Otuz yılı aşkın bir süredir gerek ülke içinde, gerekse yakın coğrafyamızda savaşsız bir gün bile yaşanmadı. 12 Eylül 1980 faşist darbesinin estirdiği terör döneminin ardından yükselişe geçen Kürt ulusal hareketini kanla bastırmaya girişen TC’nin on yıllardır yürüttüğü haksız savaş, yaşadığımız topraklarda çoğu Kürt olmak üzere 50 bini aşkın insanın canını aldı. 1980-89 yılları arasında yaşanan İran-Irak savaşında bir milyon kişi yaşamını yitirdi. 1991’de Saddam’ın Kuveyt’e girmesini bahane eden ABD’nin Irak’a saldırmasıyla başlayan Birinci Körfez Savaşında 200 bin Iraklı katledildi. Aynı dönemde Balkanlar’da yaşanan ve yüzbinlerin canını alan savaş da tanık olduğumuz vahşetin sonuncusu olmadı. Yıkılışının arefesinde SSCB’nin ABD ile geliştirdiği diplomasiye aldanarak Soğuk Savaşın yerini barış çağına bırakacağı umutlarına kapılan reformistlere, emperyalizm, “yeni dünya düzeni”nin ne olduğunu kesintisiz bir şekilde göstermeye devam etti. Barış çağı bekleyenler, alev alev yakan bir sıcak savaş gerçeğine toslayacaklardı. 2001’de ABD’nin Afganistan’ı işgal etmesi ve iki yıl sonra aynı kaderi Irak’ın paylaşması, emperyalist savaş perdesinin uzun bir süre kapanmamacasına açıldığının artık kör gözler tarafından bile görülmesine yol açtı. Bu arada, İsrail terörü altında inleyen Filistin halkının maruz kaldığı haksız savaş da bölgenin değişmeyen gerçeklerinden biri olmayı hep sürdürdü.
Bu uzun savaşlar silsilesinin şu an geldiğimiz evresinde, Suriye’de emperyalist güçlerin de müdahil oldukları kanlı bir iç savaş yaşanıyor ve emperyalist güçler Libya’nın ardından Suriye’yi hedefe koymuş durumdalar. Hal böyleyken, başta bölgedekiler olmak üzere tüm dünya sosyalistlerinin yaşanan savaşlara yönelik doğru bir tutum alma sorumluluğu var. Fakat uzun yıllardır ağır bir güç kaybına uğrayan ve Marksist bakış açısından alabildiğine uzaklaşan sosyalist hareket sürekli olarak yalpalayan tutumlar sergiliyor.
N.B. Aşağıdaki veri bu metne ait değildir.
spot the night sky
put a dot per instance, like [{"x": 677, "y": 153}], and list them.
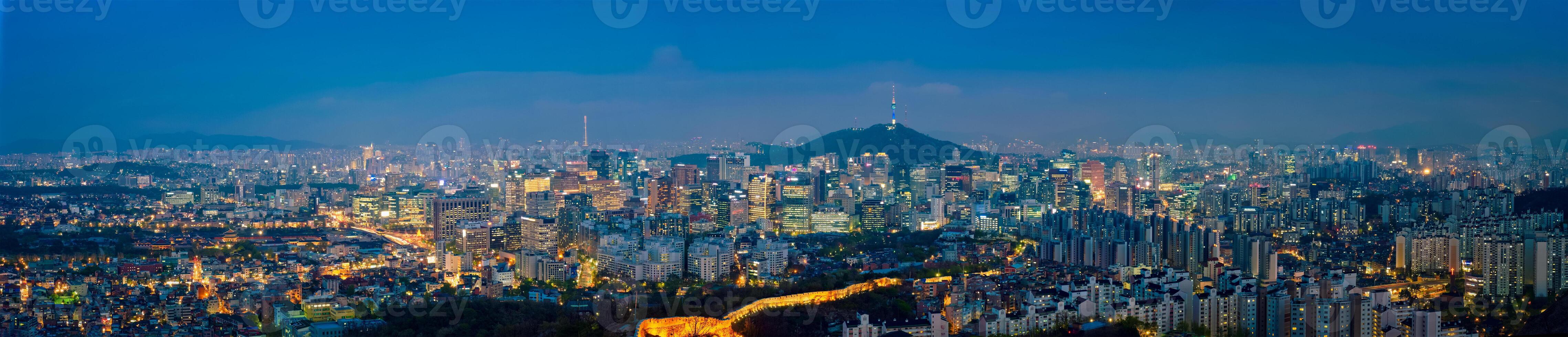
[{"x": 531, "y": 69}]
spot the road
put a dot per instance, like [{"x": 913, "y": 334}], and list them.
[{"x": 1406, "y": 284}]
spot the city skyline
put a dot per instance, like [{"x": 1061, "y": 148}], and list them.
[{"x": 1228, "y": 69}]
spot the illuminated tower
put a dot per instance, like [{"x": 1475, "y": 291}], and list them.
[{"x": 894, "y": 106}]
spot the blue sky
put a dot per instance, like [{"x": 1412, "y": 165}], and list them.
[{"x": 531, "y": 69}]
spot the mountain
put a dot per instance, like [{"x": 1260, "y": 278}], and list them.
[
  {"x": 901, "y": 143},
  {"x": 170, "y": 140}
]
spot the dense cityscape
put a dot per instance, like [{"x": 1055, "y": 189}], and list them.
[
  {"x": 783, "y": 168},
  {"x": 912, "y": 237}
]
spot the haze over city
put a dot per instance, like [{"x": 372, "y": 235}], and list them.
[{"x": 794, "y": 168}]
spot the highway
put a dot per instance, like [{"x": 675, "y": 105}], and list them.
[{"x": 1406, "y": 284}]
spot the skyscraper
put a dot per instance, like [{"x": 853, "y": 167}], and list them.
[
  {"x": 447, "y": 212},
  {"x": 761, "y": 193},
  {"x": 797, "y": 198},
  {"x": 874, "y": 215},
  {"x": 540, "y": 234}
]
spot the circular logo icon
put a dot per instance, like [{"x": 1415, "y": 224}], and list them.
[
  {"x": 620, "y": 13},
  {"x": 796, "y": 145},
  {"x": 87, "y": 143},
  {"x": 266, "y": 13},
  {"x": 1329, "y": 13},
  {"x": 973, "y": 13},
  {"x": 1506, "y": 153},
  {"x": 620, "y": 313}
]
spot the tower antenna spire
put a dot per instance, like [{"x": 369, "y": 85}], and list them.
[{"x": 894, "y": 107}]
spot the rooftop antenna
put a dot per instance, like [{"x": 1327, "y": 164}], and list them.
[{"x": 894, "y": 107}]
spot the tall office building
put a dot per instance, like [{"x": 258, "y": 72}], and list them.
[
  {"x": 955, "y": 179},
  {"x": 518, "y": 184},
  {"x": 830, "y": 218},
  {"x": 761, "y": 193},
  {"x": 797, "y": 198},
  {"x": 540, "y": 234},
  {"x": 771, "y": 258},
  {"x": 607, "y": 168},
  {"x": 711, "y": 259},
  {"x": 1122, "y": 198},
  {"x": 1093, "y": 173},
  {"x": 1500, "y": 265},
  {"x": 661, "y": 195},
  {"x": 473, "y": 237},
  {"x": 684, "y": 175},
  {"x": 874, "y": 215},
  {"x": 447, "y": 212},
  {"x": 606, "y": 193},
  {"x": 211, "y": 195}
]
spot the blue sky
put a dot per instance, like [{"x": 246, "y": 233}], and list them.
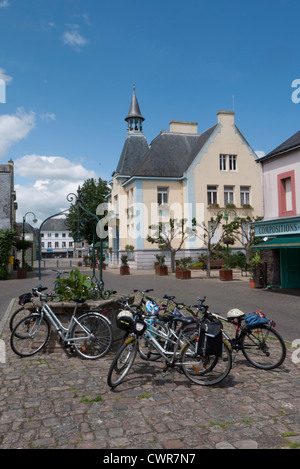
[{"x": 69, "y": 68}]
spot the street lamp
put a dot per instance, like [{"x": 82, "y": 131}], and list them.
[
  {"x": 23, "y": 234},
  {"x": 225, "y": 214}
]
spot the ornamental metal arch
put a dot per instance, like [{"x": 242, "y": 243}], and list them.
[{"x": 71, "y": 197}]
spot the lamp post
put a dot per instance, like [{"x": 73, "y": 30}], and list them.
[
  {"x": 23, "y": 234},
  {"x": 225, "y": 214}
]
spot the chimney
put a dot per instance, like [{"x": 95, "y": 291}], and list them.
[
  {"x": 226, "y": 117},
  {"x": 184, "y": 127}
]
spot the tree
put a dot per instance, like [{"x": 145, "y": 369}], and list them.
[
  {"x": 92, "y": 193},
  {"x": 206, "y": 233},
  {"x": 242, "y": 230},
  {"x": 171, "y": 236}
]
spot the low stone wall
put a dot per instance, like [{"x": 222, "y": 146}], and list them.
[{"x": 64, "y": 309}]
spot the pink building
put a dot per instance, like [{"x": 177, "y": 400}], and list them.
[{"x": 280, "y": 228}]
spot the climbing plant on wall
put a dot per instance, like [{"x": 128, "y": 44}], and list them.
[{"x": 6, "y": 242}]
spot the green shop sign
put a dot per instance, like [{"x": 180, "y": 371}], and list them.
[{"x": 287, "y": 226}]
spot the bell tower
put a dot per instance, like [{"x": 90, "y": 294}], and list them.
[{"x": 134, "y": 118}]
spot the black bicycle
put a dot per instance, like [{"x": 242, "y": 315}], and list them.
[{"x": 261, "y": 345}]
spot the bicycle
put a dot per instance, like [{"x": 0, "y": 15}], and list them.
[
  {"x": 98, "y": 292},
  {"x": 90, "y": 335},
  {"x": 26, "y": 298},
  {"x": 200, "y": 368},
  {"x": 262, "y": 346}
]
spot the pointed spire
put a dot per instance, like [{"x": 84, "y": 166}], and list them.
[{"x": 134, "y": 117}]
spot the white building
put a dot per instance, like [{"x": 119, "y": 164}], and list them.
[{"x": 56, "y": 240}]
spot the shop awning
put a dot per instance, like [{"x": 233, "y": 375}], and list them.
[{"x": 280, "y": 242}]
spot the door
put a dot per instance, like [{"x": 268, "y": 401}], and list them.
[{"x": 290, "y": 267}]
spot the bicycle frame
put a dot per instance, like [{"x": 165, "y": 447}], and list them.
[{"x": 59, "y": 327}]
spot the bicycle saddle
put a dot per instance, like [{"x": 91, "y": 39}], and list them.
[
  {"x": 235, "y": 313},
  {"x": 78, "y": 300}
]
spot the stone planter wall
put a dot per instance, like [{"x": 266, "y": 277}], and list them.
[{"x": 64, "y": 309}]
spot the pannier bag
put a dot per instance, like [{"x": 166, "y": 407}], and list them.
[
  {"x": 210, "y": 341},
  {"x": 25, "y": 298},
  {"x": 255, "y": 319}
]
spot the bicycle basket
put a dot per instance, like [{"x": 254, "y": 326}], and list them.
[
  {"x": 151, "y": 307},
  {"x": 25, "y": 298},
  {"x": 210, "y": 340},
  {"x": 257, "y": 318},
  {"x": 125, "y": 321}
]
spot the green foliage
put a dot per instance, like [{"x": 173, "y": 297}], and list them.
[
  {"x": 75, "y": 285},
  {"x": 92, "y": 193},
  {"x": 160, "y": 260},
  {"x": 6, "y": 242},
  {"x": 184, "y": 263}
]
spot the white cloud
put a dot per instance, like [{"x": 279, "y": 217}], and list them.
[
  {"x": 51, "y": 168},
  {"x": 4, "y": 76},
  {"x": 47, "y": 116},
  {"x": 49, "y": 180},
  {"x": 15, "y": 127},
  {"x": 73, "y": 38}
]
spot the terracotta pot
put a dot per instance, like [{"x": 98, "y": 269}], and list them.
[
  {"x": 182, "y": 274},
  {"x": 161, "y": 270},
  {"x": 225, "y": 274}
]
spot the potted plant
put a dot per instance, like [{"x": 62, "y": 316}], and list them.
[
  {"x": 225, "y": 273},
  {"x": 124, "y": 268},
  {"x": 257, "y": 270},
  {"x": 182, "y": 268},
  {"x": 161, "y": 268}
]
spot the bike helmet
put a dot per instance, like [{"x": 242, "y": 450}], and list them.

Reformist Batı solunun ağırlıklı bir bölümü dün Libya’da, bugün Suriye’de, “insancıl müdahale”den dem vurarak emperyalist müdahaleyi savunma noktasına savrulmuş bulunuyor. Bunun karşıt kutbunda ise, yaşadığımız topraklarda da belli bir ağırlığı bulunan “Üçüncü Dünyacı” küçük-burjuva solun, ister açıktan ister örtük biçimde olsun anti-emperyalizm adına zorba diktatörlükleri (Kaddafi ya da Esad rejimleri örneklerinde görüldüğü gibi) savunma tutumu yer alıyor.
Sol adına emperyalist politikaların savunuculuğunu üstlenen sosyalist ve sosyal-demokrat sıfatlı partilerin kitle güçleri dikkate alındığında, bunların Avrupa işçi sınıfının bilincini bulandırarak onu burjuva politikaların esiri haline getirdikleri açıktır. Ancak “Üçüncü Dünyacı” küçük-burjuva hareketlerin, emperyalist savaşlarda anti-emperyalizm adına büyüğe karşı küçüğü ya da güçlüye karşı zayıfı destekleme politikasını körlemesine savunma geleneklerinin emekçi kitlelere verdiği zararın daha az olduğu da söylenemez. Özellikle bugün savaşın merkezinde yer alan ve Ortadoğu coğrafyasında halen belirli bir varlığa sahip olan Stalinist KP’lerin anavatan savunusu adı altında sergiledikleri sosyal-şovenizmi düşündüğümüzde, durumun vahameti daha da artmaktadır. Bu partilerin tarihi, sınıf işbirlikçiliğinin ve ihanetin çarpıcı örnekleriyle doludur. Söz konusu partilerin ağırlıklı bir kısmı, ilerici ulusal güçlerin temsilcisi olarak gördükleri Baas Partilerinin sosyalizmin inşasına doğru ilerlediklerini, dolayısıyla KP’lere ihtiyaç kalmadığını savunacak kadar ileri giderek fiilen tasfiyeciliğe savrulmuşlardır. Onyıllardır Baas rejimleriyle işbirliği halinde olan bu partilerin, son süreçte yaşanan devrimci durumlar karşısında takındıkları tutumlar da aynı ihanet çizgisinin devamı niteliğindedir. Örneğin Suriye KP’si yaşanmakta olan iç savaşı proleter devrim rotasına sokmak yerine Esad rejiminin yanında saf tutmakta, bunu da anti-emperyalizm olarak pazarlamaya kalkmaktadır. Kuşkusuz bu tutum, politikasının temel direklerinden birini, tüm ulusal ve “ilerici” güçlerle, özellikle de Baas Partisiyle işbirliği olarak tanımlayan bu parti (ve benzerleri) için hiç de şaşırtıcı değildir. Ne var ki, anti-emperyalizm adına meşrulaştırılmaya çalışılan ve “anavatan savunusu”nda cisimleşen milliyetçi sınıf-işbirlikçi çizgi, söz konusu KP’leri aşan bir yaygınlığa sahiptir.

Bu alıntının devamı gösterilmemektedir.